People with congenital heart disease may not be at high risk of developing severe symptoms of COVID-19, suggests study
The scientists from the Congenital Heart Disease Centre at Columbia University Vagelos College of Physicians and Surgeons conducted a review study on 7,000 individuals who were born with congenital heart disease
Older populations and those with pre-existing medical conditions such as high blood pressure, diabetes or heart disease are noted to be at an increased risk of developing severe symptoms of COVID-19.
Scientists have stated that those who have a pre-existing cardiac condition have an increased number of ACE2 receptors in their heart. Since the novel coronavirus requires ACE2 receptors to invade the healthy cells of the human body, people with heart conditions are more likely to be severely affected.
However, in recent research published in the Journal of American Heart Association on 14 October, 2020, scientists claim to have found that both adults and children born with heart defects have a lower than expected risk of experiencing moderate or severe symptoms of COVID-19.
Heart defects may not be a risk factor for severe COVID-19
The scientists from the Congenital Heart Disease Centre at Columbia University Vagelos College of Physicians and Surgeons conducted a review study on 7,000 individuals who were born with congenital heart disease.
Out of all these patients, only 53 were diagnosed with COVID-19 infection between 1 March, 2020, and 1 July, 2020. The mean age of the COVID-positive patients was 34 years and around ten of these patients were not even 18 years old.
Of these 53 patients, 31 had complex heart anatomy since birth and ten had undergone a Fontan repair (an open-heart surgery to redirect blood flow to the lungs).

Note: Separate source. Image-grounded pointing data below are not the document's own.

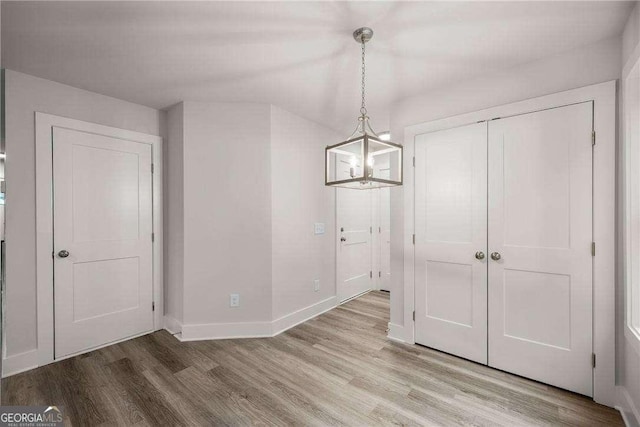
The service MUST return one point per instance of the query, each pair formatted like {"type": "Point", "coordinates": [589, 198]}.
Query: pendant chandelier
{"type": "Point", "coordinates": [364, 160]}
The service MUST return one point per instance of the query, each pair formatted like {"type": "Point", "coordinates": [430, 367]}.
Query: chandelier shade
{"type": "Point", "coordinates": [364, 161]}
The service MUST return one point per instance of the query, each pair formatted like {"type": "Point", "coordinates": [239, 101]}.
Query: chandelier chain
{"type": "Point", "coordinates": [363, 107]}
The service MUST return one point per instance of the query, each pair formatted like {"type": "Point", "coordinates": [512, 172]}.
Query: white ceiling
{"type": "Point", "coordinates": [297, 55]}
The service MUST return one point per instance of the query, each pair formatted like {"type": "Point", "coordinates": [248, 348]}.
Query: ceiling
{"type": "Point", "coordinates": [297, 55]}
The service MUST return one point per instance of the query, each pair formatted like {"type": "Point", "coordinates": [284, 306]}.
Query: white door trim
{"type": "Point", "coordinates": [604, 170]}
{"type": "Point", "coordinates": [44, 220]}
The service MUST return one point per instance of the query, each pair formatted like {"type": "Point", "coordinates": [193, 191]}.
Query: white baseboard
{"type": "Point", "coordinates": [19, 363]}
{"type": "Point", "coordinates": [29, 360]}
{"type": "Point", "coordinates": [630, 412]}
{"type": "Point", "coordinates": [396, 332]}
{"type": "Point", "coordinates": [172, 325]}
{"type": "Point", "coordinates": [290, 320]}
{"type": "Point", "coordinates": [218, 331]}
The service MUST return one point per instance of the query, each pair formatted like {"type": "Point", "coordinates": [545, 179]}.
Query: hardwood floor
{"type": "Point", "coordinates": [337, 369]}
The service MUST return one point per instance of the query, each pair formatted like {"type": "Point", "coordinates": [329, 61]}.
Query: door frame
{"type": "Point", "coordinates": [44, 221]}
{"type": "Point", "coordinates": [603, 96]}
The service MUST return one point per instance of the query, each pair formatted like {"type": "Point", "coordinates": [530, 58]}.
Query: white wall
{"type": "Point", "coordinates": [174, 214]}
{"type": "Point", "coordinates": [299, 198]}
{"type": "Point", "coordinates": [628, 356]}
{"type": "Point", "coordinates": [24, 96]}
{"type": "Point", "coordinates": [581, 67]}
{"type": "Point", "coordinates": [247, 185]}
{"type": "Point", "coordinates": [227, 212]}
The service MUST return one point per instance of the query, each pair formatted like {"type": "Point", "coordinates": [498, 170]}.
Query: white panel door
{"type": "Point", "coordinates": [103, 219]}
{"type": "Point", "coordinates": [451, 227]}
{"type": "Point", "coordinates": [354, 242]}
{"type": "Point", "coordinates": [540, 222]}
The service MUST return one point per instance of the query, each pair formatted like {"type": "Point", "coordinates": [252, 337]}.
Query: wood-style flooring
{"type": "Point", "coordinates": [336, 369]}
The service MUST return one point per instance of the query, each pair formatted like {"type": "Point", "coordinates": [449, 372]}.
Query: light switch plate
{"type": "Point", "coordinates": [234, 300]}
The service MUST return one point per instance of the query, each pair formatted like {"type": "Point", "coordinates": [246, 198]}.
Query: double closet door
{"type": "Point", "coordinates": [503, 220]}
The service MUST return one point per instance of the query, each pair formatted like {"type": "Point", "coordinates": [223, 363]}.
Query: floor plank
{"type": "Point", "coordinates": [336, 369]}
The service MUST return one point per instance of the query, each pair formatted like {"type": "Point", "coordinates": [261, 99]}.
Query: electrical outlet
{"type": "Point", "coordinates": [318, 228]}
{"type": "Point", "coordinates": [234, 300]}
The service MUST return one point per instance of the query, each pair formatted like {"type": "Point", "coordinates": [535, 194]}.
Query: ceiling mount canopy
{"type": "Point", "coordinates": [364, 160]}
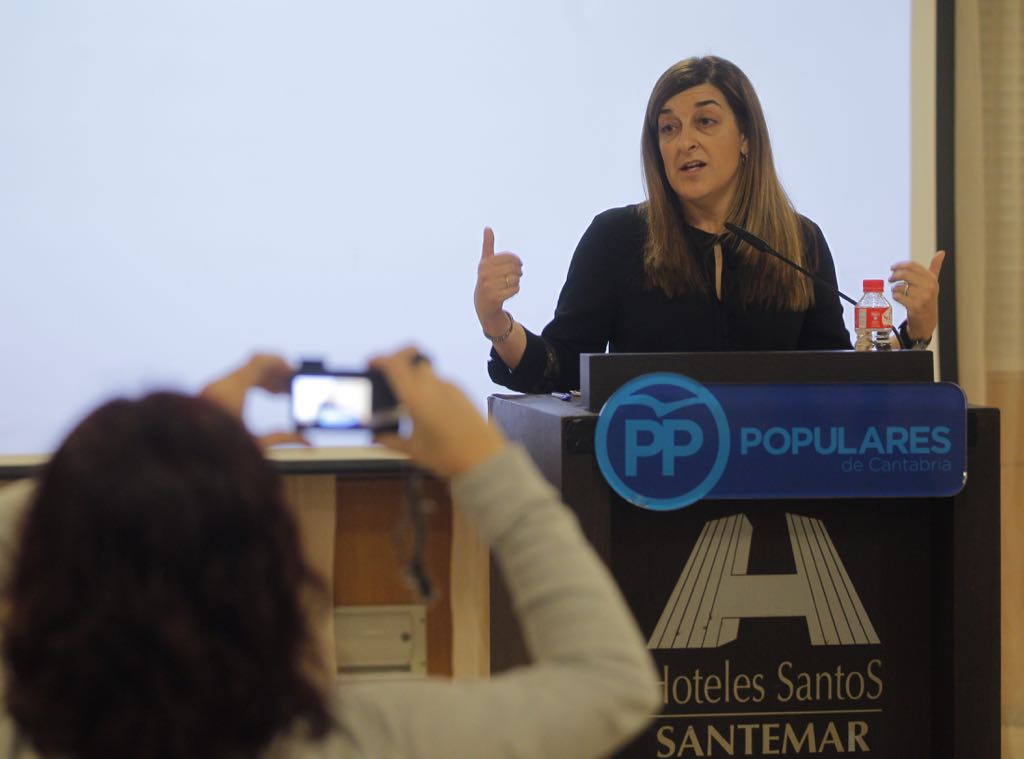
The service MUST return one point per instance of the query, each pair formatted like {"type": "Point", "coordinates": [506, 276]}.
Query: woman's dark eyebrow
{"type": "Point", "coordinates": [698, 103]}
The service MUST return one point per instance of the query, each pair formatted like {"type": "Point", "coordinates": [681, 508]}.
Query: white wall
{"type": "Point", "coordinates": [184, 181]}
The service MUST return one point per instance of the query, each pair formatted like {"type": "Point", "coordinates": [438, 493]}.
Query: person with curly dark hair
{"type": "Point", "coordinates": [156, 602]}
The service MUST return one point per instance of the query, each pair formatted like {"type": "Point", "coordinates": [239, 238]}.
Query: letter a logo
{"type": "Point", "coordinates": [715, 592]}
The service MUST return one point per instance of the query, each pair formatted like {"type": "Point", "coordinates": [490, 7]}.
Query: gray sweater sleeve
{"type": "Point", "coordinates": [591, 685]}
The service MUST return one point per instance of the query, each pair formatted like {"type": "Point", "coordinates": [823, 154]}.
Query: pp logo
{"type": "Point", "coordinates": [663, 441]}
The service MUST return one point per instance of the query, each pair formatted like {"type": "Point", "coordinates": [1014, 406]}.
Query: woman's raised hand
{"type": "Point", "coordinates": [450, 436]}
{"type": "Point", "coordinates": [919, 293]}
{"type": "Point", "coordinates": [497, 280]}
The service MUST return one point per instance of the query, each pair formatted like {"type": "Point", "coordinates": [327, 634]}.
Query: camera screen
{"type": "Point", "coordinates": [332, 402]}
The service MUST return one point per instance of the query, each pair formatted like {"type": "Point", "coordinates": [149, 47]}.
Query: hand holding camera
{"type": "Point", "coordinates": [449, 434]}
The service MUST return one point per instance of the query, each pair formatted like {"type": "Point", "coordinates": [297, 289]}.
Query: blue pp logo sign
{"type": "Point", "coordinates": [663, 441]}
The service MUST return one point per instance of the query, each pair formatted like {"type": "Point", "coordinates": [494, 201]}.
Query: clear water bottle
{"type": "Point", "coordinates": [873, 318]}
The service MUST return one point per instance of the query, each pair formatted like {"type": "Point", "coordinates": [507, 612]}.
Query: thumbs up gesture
{"type": "Point", "coordinates": [498, 278]}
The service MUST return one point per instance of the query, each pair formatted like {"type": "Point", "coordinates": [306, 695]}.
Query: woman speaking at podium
{"type": "Point", "coordinates": [666, 276]}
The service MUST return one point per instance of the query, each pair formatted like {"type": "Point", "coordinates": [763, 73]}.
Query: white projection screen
{"type": "Point", "coordinates": [183, 182]}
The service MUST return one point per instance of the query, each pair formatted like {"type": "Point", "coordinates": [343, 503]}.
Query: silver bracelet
{"type": "Point", "coordinates": [505, 335]}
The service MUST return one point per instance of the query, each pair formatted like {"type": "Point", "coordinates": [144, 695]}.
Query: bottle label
{"type": "Point", "coordinates": [873, 318]}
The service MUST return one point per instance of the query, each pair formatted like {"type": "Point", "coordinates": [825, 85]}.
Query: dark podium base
{"type": "Point", "coordinates": [927, 572]}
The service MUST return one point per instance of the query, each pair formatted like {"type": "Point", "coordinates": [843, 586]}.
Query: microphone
{"type": "Point", "coordinates": [759, 244]}
{"type": "Point", "coordinates": [755, 242]}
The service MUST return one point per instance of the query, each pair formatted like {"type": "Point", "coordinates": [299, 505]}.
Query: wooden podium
{"type": "Point", "coordinates": [925, 570]}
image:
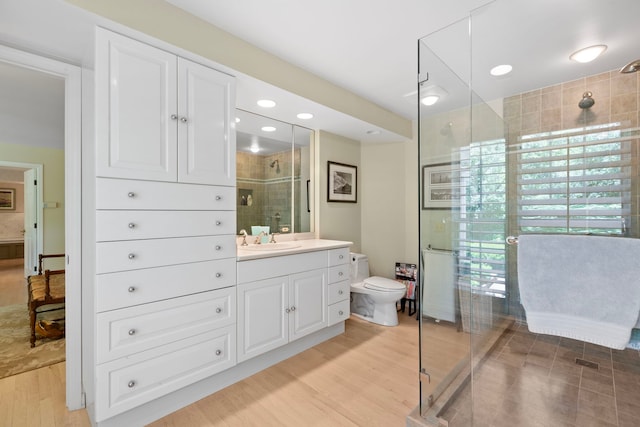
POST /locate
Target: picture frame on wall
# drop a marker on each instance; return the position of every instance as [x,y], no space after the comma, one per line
[7,198]
[342,183]
[441,186]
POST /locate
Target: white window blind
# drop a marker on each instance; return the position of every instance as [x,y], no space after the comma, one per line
[574,181]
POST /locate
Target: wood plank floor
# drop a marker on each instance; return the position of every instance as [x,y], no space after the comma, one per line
[366,377]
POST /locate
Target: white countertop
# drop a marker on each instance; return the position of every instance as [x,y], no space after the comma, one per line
[290,247]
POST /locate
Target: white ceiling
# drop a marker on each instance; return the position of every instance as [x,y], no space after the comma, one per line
[370,46]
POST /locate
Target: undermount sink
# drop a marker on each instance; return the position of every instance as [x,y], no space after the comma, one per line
[271,246]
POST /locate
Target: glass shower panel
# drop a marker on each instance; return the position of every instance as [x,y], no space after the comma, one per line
[462,223]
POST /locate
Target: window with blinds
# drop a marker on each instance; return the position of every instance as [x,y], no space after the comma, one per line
[482,217]
[574,181]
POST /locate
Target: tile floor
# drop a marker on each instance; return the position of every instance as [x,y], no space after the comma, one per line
[534,380]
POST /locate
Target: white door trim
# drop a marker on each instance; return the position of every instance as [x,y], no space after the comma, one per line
[72,146]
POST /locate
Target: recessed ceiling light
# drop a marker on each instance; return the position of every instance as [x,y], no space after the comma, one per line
[501,70]
[588,54]
[266,103]
[430,99]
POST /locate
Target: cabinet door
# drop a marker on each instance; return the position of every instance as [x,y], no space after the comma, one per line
[136,97]
[206,152]
[262,317]
[307,302]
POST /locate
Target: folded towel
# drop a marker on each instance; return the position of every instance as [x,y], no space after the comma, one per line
[581,287]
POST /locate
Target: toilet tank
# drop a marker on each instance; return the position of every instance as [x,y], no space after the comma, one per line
[359,267]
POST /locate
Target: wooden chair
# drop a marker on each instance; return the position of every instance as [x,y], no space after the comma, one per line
[46,292]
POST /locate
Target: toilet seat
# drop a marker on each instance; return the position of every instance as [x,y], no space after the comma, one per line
[382,284]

The aim of the study was to assess the risk of moderate or severe outcome due to COVID‐19 infection and so it focused on finding:
1. Number of patients who died of the infection
2. Number of people who required hospitalisation or respiratory support due to severe infection
Reasons for COVID-19 complications
The results of the study showed that out of all the 53 COVID-19 patients, nine patients presented with moderate to severe infection and three patients died during the study.
These severe results were seen in patients with a genetic syndrome (21 Trisomy and DiGeorge syndrome) and also in those who had an advanced stage of the congenital heart defect.
The scientists concluded that congenital heart disease alone cannot be a factor that increases the risk of severe COVID-19 symptoms.
However, the scientists added that these patients with heart defects may not have present with severe COVID-19 symptoms due to the following reasons:
1. These patients may be following the social distancing guidelines strictly along with proper sanitisation
2. Most of these patients were young and COVID-19 is more deadly in older patients with complex heart diseases.
Scientists urged the patients with pre-existing heart conditions to continue following the COVID-19 preventive guidelines until further studies are conducted on this topic.